SusanneBerlin hat geschrieben:Es ist leider so. Auch wenn der Arbeitgeber durch unwirksame Klauseln im Arbeitsvertrag suggeriert, der AN hätte keinen Anspruch auf Lohnfortzahlung, gelten trotzdem die Ausschlussfristen.
Das ist zwar so. Andererseits: Nach § 2 Abs.1 Nach­weis­ge­setz (NachwG) muß der Ar­beit­ge­ber dem Ar­beit­neh­mer ei­nen schrift­li­chen Nach­weis über die we­sent­li­chen Ver­trags­be­digun­gen aus­hän­di­gen (Ar­beits­nach­weis).
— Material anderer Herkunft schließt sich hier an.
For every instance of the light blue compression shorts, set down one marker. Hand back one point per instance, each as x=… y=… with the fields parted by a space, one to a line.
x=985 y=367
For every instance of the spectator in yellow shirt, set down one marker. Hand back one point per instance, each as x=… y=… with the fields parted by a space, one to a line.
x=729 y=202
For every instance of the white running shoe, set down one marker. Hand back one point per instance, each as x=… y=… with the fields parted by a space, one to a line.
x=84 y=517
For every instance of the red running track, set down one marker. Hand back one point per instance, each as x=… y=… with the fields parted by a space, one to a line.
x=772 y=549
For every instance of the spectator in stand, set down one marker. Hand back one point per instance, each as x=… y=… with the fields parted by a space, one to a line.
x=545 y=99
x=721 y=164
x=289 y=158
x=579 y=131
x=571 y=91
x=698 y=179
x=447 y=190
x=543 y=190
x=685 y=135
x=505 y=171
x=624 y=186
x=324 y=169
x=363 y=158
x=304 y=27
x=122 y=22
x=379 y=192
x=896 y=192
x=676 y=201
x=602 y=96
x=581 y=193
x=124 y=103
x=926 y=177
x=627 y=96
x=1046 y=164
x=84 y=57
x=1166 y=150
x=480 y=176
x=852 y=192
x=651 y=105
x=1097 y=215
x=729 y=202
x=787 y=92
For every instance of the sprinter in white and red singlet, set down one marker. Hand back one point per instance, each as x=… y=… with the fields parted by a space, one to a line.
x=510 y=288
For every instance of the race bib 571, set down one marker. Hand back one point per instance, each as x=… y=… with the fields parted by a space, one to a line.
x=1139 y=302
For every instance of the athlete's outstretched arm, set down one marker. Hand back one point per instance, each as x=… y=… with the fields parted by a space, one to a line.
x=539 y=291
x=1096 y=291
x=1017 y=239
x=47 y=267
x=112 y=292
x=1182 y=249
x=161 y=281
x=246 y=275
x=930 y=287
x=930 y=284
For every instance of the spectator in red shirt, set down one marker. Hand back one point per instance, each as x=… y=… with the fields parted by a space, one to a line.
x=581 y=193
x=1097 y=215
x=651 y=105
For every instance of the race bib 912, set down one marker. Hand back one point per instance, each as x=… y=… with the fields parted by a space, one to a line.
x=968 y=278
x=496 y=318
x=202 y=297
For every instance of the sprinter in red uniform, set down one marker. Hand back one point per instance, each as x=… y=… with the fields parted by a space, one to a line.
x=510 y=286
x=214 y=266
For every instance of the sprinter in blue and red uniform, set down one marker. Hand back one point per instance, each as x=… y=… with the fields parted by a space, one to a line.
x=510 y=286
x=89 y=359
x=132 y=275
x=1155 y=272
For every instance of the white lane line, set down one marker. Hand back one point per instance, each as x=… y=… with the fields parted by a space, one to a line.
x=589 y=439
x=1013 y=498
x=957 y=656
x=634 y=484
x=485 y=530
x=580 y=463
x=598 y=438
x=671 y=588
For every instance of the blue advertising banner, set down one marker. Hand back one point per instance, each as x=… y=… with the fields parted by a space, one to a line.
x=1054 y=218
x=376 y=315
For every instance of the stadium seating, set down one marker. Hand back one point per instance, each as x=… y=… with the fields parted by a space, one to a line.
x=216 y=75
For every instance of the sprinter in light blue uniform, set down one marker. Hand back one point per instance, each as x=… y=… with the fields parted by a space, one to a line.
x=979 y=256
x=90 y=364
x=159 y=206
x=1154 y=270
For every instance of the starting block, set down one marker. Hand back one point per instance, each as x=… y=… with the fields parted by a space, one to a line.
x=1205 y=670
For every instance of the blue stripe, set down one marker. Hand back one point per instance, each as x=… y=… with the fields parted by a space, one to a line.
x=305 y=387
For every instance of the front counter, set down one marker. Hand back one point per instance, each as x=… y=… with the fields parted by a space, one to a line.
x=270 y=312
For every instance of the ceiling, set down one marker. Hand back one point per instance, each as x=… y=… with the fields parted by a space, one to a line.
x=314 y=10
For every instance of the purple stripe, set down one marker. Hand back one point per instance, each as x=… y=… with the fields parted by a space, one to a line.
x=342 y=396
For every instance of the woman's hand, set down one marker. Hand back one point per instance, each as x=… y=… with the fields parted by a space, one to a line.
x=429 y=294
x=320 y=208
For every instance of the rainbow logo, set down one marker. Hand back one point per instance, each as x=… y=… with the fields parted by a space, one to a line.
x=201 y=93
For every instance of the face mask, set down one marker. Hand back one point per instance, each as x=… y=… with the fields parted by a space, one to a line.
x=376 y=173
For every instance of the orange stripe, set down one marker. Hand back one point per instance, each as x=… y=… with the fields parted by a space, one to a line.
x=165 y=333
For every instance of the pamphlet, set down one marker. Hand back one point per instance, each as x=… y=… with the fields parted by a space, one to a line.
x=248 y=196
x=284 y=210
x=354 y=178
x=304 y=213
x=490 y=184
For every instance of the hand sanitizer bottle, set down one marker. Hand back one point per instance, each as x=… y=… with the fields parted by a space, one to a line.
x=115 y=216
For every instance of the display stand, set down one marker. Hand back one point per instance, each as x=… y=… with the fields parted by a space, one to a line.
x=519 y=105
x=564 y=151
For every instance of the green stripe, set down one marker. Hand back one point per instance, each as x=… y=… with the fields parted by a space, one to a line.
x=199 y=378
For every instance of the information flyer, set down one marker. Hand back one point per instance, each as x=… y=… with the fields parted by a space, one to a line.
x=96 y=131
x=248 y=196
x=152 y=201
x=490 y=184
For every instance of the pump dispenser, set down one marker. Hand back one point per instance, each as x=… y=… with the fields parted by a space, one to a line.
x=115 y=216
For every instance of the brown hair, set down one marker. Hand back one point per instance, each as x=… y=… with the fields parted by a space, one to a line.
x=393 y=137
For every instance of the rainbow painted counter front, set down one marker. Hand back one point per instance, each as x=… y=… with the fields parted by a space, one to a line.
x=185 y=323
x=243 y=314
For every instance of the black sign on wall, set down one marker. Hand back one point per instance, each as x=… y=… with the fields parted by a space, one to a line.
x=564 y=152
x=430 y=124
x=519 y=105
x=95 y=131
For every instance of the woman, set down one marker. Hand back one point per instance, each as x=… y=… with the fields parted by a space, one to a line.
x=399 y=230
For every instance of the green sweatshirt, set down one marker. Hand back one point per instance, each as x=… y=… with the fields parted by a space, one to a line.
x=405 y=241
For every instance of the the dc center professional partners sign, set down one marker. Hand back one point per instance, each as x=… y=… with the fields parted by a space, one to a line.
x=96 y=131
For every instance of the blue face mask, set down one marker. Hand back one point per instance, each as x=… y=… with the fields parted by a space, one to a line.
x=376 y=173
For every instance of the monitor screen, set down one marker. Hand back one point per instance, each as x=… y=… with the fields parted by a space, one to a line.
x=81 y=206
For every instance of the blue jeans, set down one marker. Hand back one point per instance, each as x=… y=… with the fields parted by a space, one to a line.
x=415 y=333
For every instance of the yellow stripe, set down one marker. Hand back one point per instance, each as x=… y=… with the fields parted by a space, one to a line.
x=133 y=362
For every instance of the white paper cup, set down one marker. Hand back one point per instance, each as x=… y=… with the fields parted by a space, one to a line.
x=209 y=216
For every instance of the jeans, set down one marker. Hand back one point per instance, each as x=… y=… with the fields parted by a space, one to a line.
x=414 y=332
Dieser Ar­beits­nach­weis (kann auch der Arbeitsvertrag sein) muss auch all­ge­mein­ver­bind­li­che Ta­rif­ver­trä­ge ent­hal­ten, sonst kann sich der Ar­beit­ge­ber auf ta­rif­li­che Aus­schluss­fris­ten nicht be­ru­fen: Lan­des­ar­beits­ge­richt Düs­sel­dorf, Ur­teil vom 17.05.2001, 5 (3) Sa 45/01.

In diesem Falle würden die Ausschlussfristen (dann eben aus einem anderen Grund) nicht gelten.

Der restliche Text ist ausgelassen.